カープの外国人選手では球団歴代最多となる、57勝を記録しているK・ジョンソン。

 海外出身選手としては史上2人目となる沢村賞を獲得するなど、3連覇に大きく貢献し、いまなおファンに愛される『最強助っ人左腕』だ。

 ジョンソンが日本で成功を収めた秘訣は、“オープンマインド”の精神にあった。 現役引退表明から約3カ月後、アメリカの自宅から届けられた最強助っ人左腕の言葉と共に振り返る。(後編。取材は2021年11月上旬)

西村公良(球団通訳・左から2人目)は日本での生活を支え続けた、ジョンソンにとってかけがえのない存在だった。

◆大事なのは違いを受け入れること。成功に欠かせないトライする精神

 左腕が日本でプレーするうえで心がけていたことの一つが“オープンマインドでいること”だ。

 これまで蓄積した自らの考えに固執せず、違う意見にも耳を傾け、必要であればその声を取り入れる柔軟さ、寛容さが成功への過程をつくっていった。

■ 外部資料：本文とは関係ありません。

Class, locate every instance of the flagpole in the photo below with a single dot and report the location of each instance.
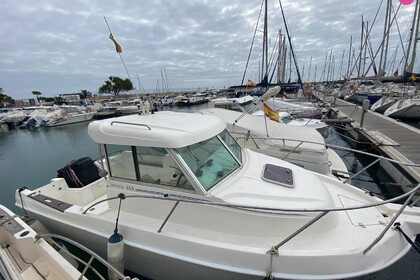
(122, 60)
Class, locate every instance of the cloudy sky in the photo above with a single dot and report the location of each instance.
(61, 46)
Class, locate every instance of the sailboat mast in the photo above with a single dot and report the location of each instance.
(290, 45)
(349, 61)
(361, 48)
(264, 67)
(387, 26)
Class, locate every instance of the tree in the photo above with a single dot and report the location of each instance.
(37, 93)
(116, 85)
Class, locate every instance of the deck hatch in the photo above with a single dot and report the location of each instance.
(278, 175)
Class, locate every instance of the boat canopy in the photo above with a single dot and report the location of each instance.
(162, 129)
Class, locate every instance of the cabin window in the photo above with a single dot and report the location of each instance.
(157, 166)
(231, 144)
(149, 165)
(209, 160)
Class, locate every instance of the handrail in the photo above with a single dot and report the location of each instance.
(337, 147)
(93, 255)
(138, 124)
(270, 210)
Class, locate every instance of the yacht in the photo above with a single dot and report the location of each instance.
(190, 203)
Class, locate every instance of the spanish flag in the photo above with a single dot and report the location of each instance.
(271, 114)
(251, 84)
(117, 46)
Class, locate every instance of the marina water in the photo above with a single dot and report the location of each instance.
(30, 158)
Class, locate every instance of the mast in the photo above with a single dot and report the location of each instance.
(361, 48)
(290, 45)
(349, 61)
(384, 49)
(264, 67)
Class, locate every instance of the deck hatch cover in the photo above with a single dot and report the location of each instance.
(278, 175)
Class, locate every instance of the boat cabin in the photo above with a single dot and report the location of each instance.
(168, 150)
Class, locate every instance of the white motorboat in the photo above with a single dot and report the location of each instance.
(68, 114)
(23, 256)
(301, 145)
(192, 204)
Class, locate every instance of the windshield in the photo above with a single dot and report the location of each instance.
(210, 160)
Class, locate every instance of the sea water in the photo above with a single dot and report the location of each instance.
(30, 158)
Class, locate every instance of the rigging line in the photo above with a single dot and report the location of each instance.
(272, 56)
(367, 36)
(383, 39)
(252, 43)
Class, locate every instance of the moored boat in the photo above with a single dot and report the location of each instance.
(195, 205)
(25, 256)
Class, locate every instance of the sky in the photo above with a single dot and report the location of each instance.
(61, 46)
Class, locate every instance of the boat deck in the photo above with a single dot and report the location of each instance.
(398, 140)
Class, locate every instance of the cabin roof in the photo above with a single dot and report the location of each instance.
(162, 129)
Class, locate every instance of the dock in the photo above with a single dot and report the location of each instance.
(394, 139)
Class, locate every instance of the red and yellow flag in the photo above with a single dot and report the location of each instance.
(251, 84)
(271, 114)
(117, 46)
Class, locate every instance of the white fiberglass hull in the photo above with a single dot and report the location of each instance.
(23, 256)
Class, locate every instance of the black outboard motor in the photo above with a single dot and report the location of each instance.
(79, 173)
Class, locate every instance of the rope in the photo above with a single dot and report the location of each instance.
(415, 245)
(21, 201)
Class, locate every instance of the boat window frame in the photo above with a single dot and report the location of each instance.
(196, 190)
(193, 177)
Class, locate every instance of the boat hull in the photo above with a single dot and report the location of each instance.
(171, 252)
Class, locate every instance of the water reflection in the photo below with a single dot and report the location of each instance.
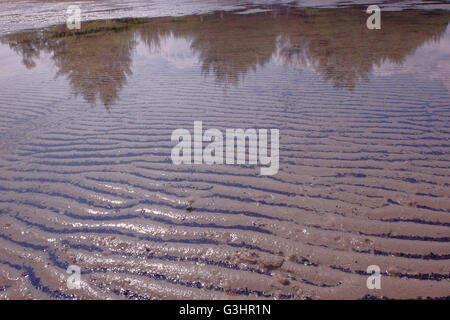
(333, 42)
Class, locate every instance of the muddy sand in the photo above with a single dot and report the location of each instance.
(86, 176)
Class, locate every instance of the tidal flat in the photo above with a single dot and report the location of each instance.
(86, 176)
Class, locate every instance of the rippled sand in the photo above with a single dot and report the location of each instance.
(86, 177)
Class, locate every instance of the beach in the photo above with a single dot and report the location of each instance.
(87, 178)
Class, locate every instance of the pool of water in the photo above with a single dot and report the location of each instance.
(86, 176)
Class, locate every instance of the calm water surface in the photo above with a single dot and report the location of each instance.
(86, 177)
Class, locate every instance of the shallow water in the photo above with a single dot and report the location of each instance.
(86, 176)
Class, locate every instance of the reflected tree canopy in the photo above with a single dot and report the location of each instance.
(335, 43)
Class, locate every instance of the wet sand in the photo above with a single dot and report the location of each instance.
(86, 177)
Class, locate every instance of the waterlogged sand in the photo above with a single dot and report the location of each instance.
(86, 177)
(18, 15)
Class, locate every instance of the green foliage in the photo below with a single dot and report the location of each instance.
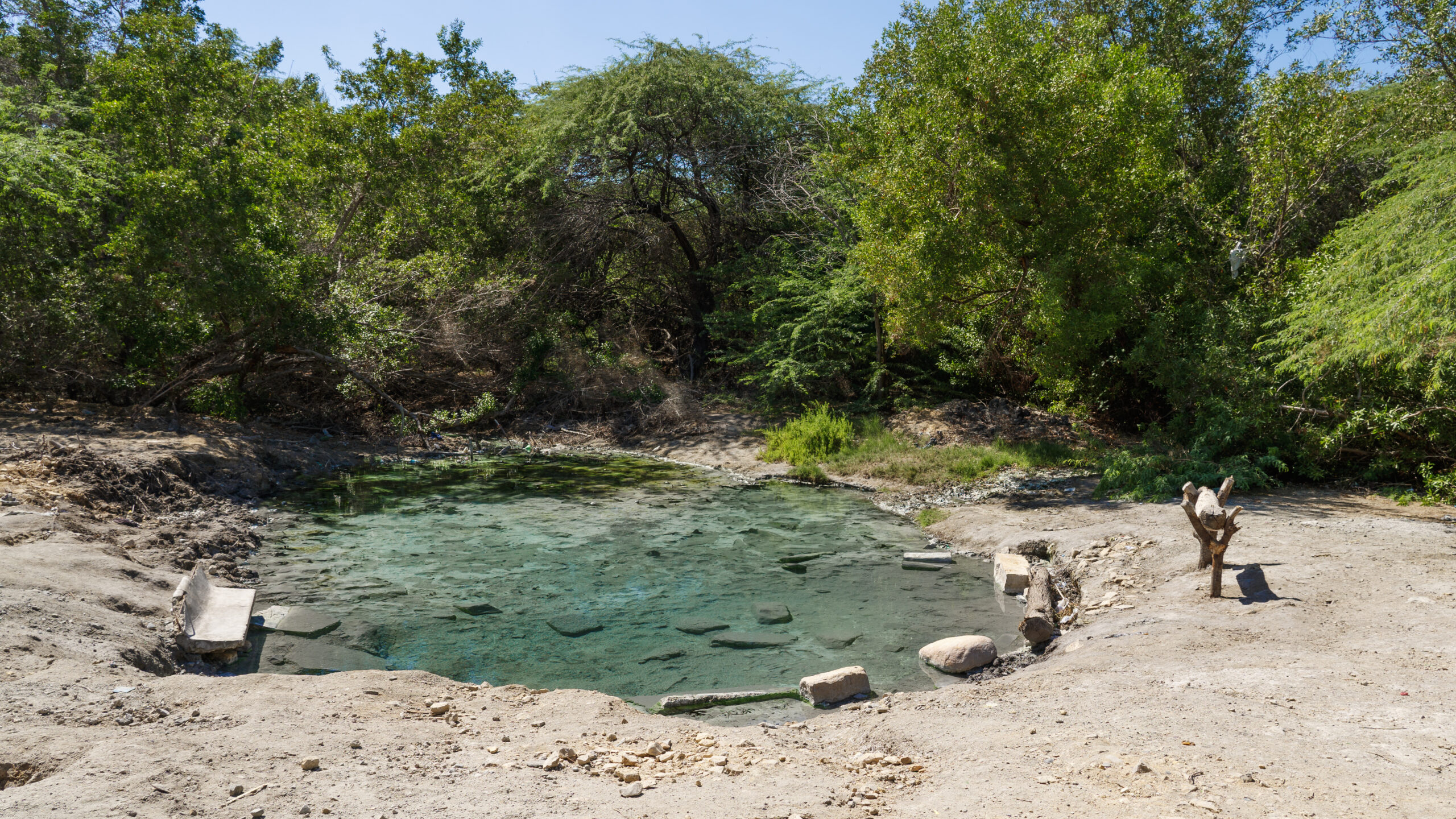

 「今でも覚えているのは来日1年目の春季キャンプ。そこで行われていた練習は、それまで経験してきた春のキャンプとは全く違うものでした。ストレッチのメニューやキャッチボールのやり方も含めてです。そしてブルペンでは、初日から100球を投げ込む投手を見て驚いたものです。ただ、そこで大事なのは〝違い〟を受け入れることです。違うことを怖がらずに、まずは挑戦する気持ちを持って、取り入れたほうが良いものがあれば、取り込んできました。この何事にもトライしてみる気持ちがないと成功は難しいのではないかと思います」

 また、ジョンソンは、日本にいた6年間、家族でいろいろな場所に出かけ気分転換を図っていた。異国での日々を楽しもうという気持ちがプレーにも好影響を与えた。

 「言葉が分からない、暮らしのスタイルが違うからと家にいて何もしないのでは良い気分転換はできません。行きたいところがあれば、自分たちの力で行き、その街の雰囲気にふれてきました。球場でも私生活でも〝オープンマインドでいること〟が一番大切だと思いますね」

 2021年8月18日、カープ球団を通して、ジョンソンの現役引退が発表された。引退を決めた一番の決め手はキャリアの最後の球団がカープだったからだ。

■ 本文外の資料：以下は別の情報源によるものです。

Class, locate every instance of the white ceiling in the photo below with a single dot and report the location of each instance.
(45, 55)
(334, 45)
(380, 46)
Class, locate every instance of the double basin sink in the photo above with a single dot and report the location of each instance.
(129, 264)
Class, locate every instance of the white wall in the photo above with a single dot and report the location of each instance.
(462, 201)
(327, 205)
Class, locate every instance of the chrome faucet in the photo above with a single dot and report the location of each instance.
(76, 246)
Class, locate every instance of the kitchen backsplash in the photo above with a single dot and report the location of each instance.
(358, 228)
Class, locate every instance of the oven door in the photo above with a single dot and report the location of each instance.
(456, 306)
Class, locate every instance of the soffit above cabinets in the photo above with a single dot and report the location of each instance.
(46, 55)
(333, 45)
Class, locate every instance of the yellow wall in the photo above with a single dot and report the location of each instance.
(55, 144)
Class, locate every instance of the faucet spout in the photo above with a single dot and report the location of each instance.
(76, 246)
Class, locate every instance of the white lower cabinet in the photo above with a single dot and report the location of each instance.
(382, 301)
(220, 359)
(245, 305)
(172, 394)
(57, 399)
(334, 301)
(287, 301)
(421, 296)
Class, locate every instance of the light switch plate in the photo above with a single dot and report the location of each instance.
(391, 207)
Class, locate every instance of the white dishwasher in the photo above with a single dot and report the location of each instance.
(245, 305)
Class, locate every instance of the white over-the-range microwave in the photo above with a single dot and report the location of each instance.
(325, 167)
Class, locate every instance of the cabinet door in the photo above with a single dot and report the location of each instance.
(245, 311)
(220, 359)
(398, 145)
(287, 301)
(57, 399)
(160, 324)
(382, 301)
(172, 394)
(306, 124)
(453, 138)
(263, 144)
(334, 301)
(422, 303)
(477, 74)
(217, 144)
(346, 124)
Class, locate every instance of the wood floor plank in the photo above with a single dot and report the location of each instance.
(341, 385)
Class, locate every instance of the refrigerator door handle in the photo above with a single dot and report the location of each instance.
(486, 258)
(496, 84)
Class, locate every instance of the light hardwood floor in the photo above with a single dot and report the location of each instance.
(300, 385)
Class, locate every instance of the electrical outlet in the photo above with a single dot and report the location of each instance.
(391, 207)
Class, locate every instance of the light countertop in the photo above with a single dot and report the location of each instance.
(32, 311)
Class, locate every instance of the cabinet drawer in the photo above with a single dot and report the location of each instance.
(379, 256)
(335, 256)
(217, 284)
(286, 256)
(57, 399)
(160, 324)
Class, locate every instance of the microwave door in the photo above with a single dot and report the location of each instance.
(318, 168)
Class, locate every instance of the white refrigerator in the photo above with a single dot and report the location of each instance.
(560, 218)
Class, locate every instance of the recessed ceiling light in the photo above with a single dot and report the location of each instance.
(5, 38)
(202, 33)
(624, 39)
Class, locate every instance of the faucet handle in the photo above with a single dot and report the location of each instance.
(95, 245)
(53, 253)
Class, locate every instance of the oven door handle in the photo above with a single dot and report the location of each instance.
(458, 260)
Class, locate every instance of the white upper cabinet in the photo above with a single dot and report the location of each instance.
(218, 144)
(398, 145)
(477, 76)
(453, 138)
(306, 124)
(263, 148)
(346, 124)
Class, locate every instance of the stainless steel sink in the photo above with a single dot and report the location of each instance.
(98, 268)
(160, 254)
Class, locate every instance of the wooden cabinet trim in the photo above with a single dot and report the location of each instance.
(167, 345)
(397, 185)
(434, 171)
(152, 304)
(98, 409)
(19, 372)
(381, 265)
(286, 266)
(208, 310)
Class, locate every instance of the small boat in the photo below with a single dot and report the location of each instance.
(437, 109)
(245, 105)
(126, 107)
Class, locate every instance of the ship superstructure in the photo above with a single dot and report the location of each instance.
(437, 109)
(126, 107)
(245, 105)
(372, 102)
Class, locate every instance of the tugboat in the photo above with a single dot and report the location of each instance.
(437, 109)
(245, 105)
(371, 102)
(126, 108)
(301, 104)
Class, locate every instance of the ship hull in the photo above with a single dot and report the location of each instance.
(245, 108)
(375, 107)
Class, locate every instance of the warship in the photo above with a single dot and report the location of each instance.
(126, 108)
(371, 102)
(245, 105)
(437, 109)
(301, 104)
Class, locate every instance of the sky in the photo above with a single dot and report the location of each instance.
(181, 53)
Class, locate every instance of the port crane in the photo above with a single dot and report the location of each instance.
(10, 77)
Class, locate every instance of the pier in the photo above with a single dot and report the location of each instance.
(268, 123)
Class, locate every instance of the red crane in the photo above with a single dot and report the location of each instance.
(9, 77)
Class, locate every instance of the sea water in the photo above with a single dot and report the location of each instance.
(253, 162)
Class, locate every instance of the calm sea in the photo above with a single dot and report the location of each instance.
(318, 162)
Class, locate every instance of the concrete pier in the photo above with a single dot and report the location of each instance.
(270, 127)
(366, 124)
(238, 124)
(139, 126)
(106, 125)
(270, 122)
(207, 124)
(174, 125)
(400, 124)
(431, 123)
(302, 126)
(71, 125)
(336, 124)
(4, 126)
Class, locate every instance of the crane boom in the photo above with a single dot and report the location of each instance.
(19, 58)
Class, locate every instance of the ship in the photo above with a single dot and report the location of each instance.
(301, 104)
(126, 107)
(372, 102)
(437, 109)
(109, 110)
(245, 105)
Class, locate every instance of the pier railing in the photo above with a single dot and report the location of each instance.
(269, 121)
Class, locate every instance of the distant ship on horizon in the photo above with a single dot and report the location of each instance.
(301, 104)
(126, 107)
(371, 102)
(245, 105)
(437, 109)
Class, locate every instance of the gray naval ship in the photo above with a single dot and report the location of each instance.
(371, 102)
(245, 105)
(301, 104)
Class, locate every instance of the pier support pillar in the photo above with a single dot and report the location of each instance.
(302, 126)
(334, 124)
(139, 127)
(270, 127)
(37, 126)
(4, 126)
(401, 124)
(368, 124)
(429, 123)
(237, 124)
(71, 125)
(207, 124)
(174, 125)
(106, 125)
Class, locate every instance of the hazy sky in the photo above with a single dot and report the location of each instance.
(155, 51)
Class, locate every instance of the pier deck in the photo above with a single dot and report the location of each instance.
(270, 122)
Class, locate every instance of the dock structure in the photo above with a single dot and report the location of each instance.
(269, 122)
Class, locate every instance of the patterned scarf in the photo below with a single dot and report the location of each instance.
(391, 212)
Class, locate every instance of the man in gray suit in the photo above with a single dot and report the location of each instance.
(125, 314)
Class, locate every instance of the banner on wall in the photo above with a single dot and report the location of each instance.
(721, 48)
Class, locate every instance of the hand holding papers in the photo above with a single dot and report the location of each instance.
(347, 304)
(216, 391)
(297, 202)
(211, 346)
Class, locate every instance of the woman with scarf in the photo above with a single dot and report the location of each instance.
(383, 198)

 「家族のようなこのチームの一員として野球人生を終えられるのは、喜ばしいことだと素直に思いました。今でも思い出すのは2016年のリーグ優勝です。パレードが行われた日の広島の街の光景、熱狂ぶりを忘れることはありません」

 引退メッセージには『広島は第二の故郷になった』と広島への思いも記されていた。カープファンに愛された左腕自身も、広島の街とそこで暮らす人々を愛していた。

 「広島に帰りたいという思いは夫婦共に持っています。というのも、広島で育った長女が大きくなったとき、住んでいた場所や遊んでいた場所を見せてやり、当時の話をしてあげたいんです。また、広島をあまり知らない長男にも、お父さんとお母さん、お姉ちゃんは、この街で過ごしていたんだよと伝えてあげたい。なので、必ずいつか広島には帰ってきます」

 引退後もカープの試合は頻繁にチェックしているというジョンソン。広島への思いが変わることはない。

 いつかまた会うその日まで……。『おかえりなさい』と言える日を楽しみに待ちたい。

《プロフィール》
クリス・ジョンソン
1984年10月14日生・アメリカ出身
ウィチタ州大-パイレーツ-ツインズ-広島
2015年シーズンにカープに入団。来日初登板で1安打無四球の準完全試合を達成。1年目から14勝。防御率1.85で最優秀防御率のタイトルを獲得した。2年目の2016年は開幕投手を務め、自己最多の15勝。外国人では2人目となる沢村賞を獲得。2018年からは2年連続で2桁勝利を記録。6年間で球団の外国人投手では最多となる通算57勝をあげ左腕エースとして活躍した。
2020年シーズンオフにカープを退団。
2021年8月18日に球団を通して現役引退を発表した。